Governor Branstad argued the decision would result in thousands of lost jobs nationwide and hurt the country's agricultural economy.
Branstad said he's urging President Obama and EPA Administrator Gina McCarthy to continue strong support for renewable fuels.
"There's no reason why they should flinch under the pressure of big oil at this critical time. We need to continue the progress and the growth that has occurred and the benefit that this has to revitalize rural america," said Gov. Terry Branstad.
Iowa is the number one producer of both corn and ethanol. It's home to dozens of ethanol and bio diesel plants.
Rick Hansen, a cattle feeder and crop farmer from Hinton, along with livestock producer and banker Mark Leonard of Holstein, also testified at the EPA hearing.
Hansen said, "I could stand up here and tell you that the co-products from ethanol plants have been great for our business, and that for the first time I see a renewed optimism from the Midwest cattle feeder. Or I could mention how for the first time in decades farmers are making a living without the help from government farm programs. Or I could tout the number of young farmers and cattle feeders returning to their home place to follow their dreams and make a living."
"For years, I watched our small towns die while my family and friends left the Midwest because they could not make a living for their families," he said. "Today, that has all changed. I see a renewed enthusiasm in our towns and new businesses being opened-all due to the ethanol business. And once again I meet my friends and neighbors on the street and they are proud to say they are farmers. Wow!

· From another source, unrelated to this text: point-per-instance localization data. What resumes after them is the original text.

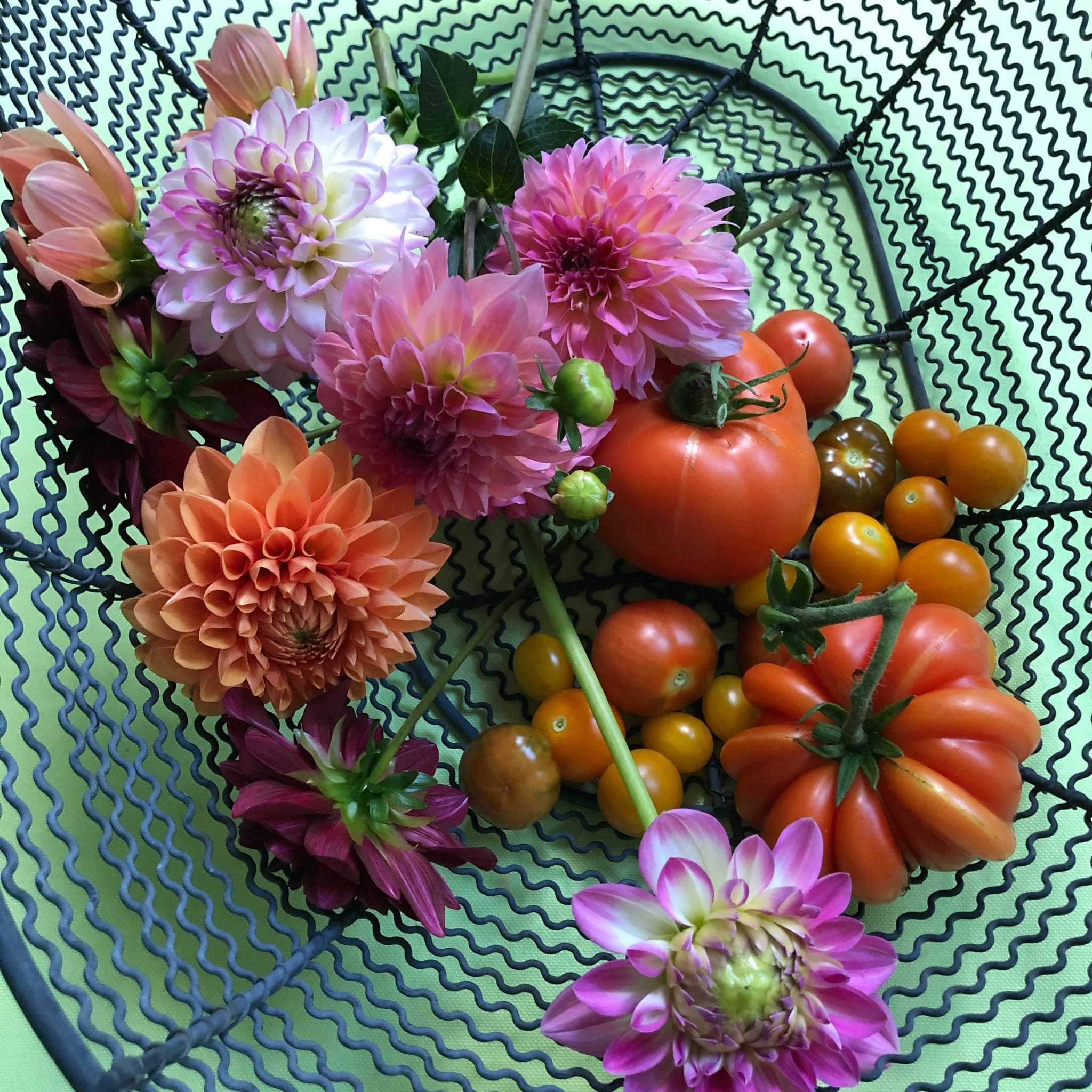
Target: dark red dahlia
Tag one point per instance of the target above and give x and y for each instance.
(346, 832)
(127, 398)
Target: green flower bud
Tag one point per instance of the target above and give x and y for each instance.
(583, 391)
(582, 496)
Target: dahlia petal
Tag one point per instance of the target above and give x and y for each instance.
(798, 855)
(613, 989)
(569, 1022)
(616, 917)
(685, 892)
(693, 836)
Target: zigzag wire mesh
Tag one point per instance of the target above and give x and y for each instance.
(151, 951)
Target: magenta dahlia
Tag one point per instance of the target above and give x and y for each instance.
(347, 831)
(260, 229)
(740, 972)
(633, 268)
(431, 386)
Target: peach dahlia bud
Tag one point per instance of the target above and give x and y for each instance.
(283, 574)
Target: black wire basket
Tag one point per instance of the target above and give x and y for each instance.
(941, 153)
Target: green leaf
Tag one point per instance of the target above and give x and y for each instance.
(545, 133)
(492, 165)
(446, 94)
(847, 771)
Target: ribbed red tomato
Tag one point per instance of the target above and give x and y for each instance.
(707, 505)
(951, 795)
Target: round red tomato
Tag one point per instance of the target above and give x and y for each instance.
(706, 505)
(949, 799)
(823, 377)
(654, 656)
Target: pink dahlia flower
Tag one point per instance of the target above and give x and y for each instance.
(260, 229)
(632, 264)
(431, 386)
(346, 831)
(740, 974)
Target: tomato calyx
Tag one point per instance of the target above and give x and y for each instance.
(703, 395)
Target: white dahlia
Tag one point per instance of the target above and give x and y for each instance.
(260, 229)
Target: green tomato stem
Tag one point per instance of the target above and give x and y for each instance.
(558, 616)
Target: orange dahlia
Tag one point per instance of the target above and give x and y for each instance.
(284, 573)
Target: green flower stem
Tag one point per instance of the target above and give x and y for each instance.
(529, 61)
(509, 242)
(783, 218)
(535, 558)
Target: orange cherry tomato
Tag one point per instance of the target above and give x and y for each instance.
(680, 737)
(851, 549)
(541, 667)
(920, 508)
(921, 441)
(987, 467)
(661, 778)
(947, 571)
(654, 656)
(725, 709)
(565, 721)
(749, 595)
(752, 651)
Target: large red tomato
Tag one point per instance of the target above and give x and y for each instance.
(951, 795)
(707, 505)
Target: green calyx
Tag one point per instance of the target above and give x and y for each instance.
(702, 395)
(580, 395)
(580, 498)
(853, 737)
(155, 388)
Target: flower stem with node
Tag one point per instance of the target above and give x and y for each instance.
(564, 630)
(854, 736)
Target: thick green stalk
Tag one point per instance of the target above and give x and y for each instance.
(558, 616)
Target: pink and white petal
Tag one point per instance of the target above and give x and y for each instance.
(616, 917)
(686, 833)
(798, 855)
(569, 1022)
(685, 892)
(613, 989)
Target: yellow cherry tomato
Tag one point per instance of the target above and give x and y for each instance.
(725, 709)
(680, 737)
(542, 668)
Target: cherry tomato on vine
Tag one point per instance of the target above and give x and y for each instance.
(749, 595)
(541, 667)
(823, 376)
(725, 709)
(856, 468)
(752, 651)
(921, 441)
(851, 549)
(947, 571)
(662, 780)
(509, 776)
(654, 656)
(566, 722)
(987, 467)
(919, 509)
(680, 737)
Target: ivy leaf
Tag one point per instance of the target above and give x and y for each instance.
(547, 133)
(446, 94)
(491, 165)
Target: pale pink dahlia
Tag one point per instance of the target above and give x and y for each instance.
(260, 229)
(431, 386)
(741, 974)
(632, 266)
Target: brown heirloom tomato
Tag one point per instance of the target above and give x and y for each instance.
(948, 800)
(856, 468)
(706, 505)
(509, 776)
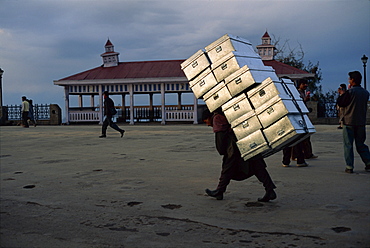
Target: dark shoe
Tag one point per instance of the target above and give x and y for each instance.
(270, 195)
(302, 165)
(215, 193)
(312, 156)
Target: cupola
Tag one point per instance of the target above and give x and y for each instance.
(110, 57)
(266, 50)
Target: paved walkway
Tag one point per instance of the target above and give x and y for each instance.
(62, 186)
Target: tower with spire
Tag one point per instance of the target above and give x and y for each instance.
(110, 57)
(266, 50)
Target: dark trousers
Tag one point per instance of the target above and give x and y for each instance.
(24, 119)
(235, 168)
(296, 150)
(109, 122)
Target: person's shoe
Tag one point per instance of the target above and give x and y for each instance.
(269, 195)
(302, 165)
(215, 193)
(312, 156)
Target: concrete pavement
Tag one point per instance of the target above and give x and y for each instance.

What a difference this ethanol industry has made in our lives."
"As a cattle feeder, cow herd operator and rural banker in western Iowa, I have seen the benefits of renewable fuels and the RFS in every facet of my professional and personal life. Unfortunately, the current EPA proposal to cut the RFS would see those benefits reversed," Mark Leonard of Holstein stated. "Livestock operations in general and cattle operations in particular have reaped significant economic benefits from reduced feed costs that come from feeding the co-products of the ethanol industry. Livestock numbers increase in areas near ethanol plants due to the lower feed costs achieved by feeding gluten feed and DDGs."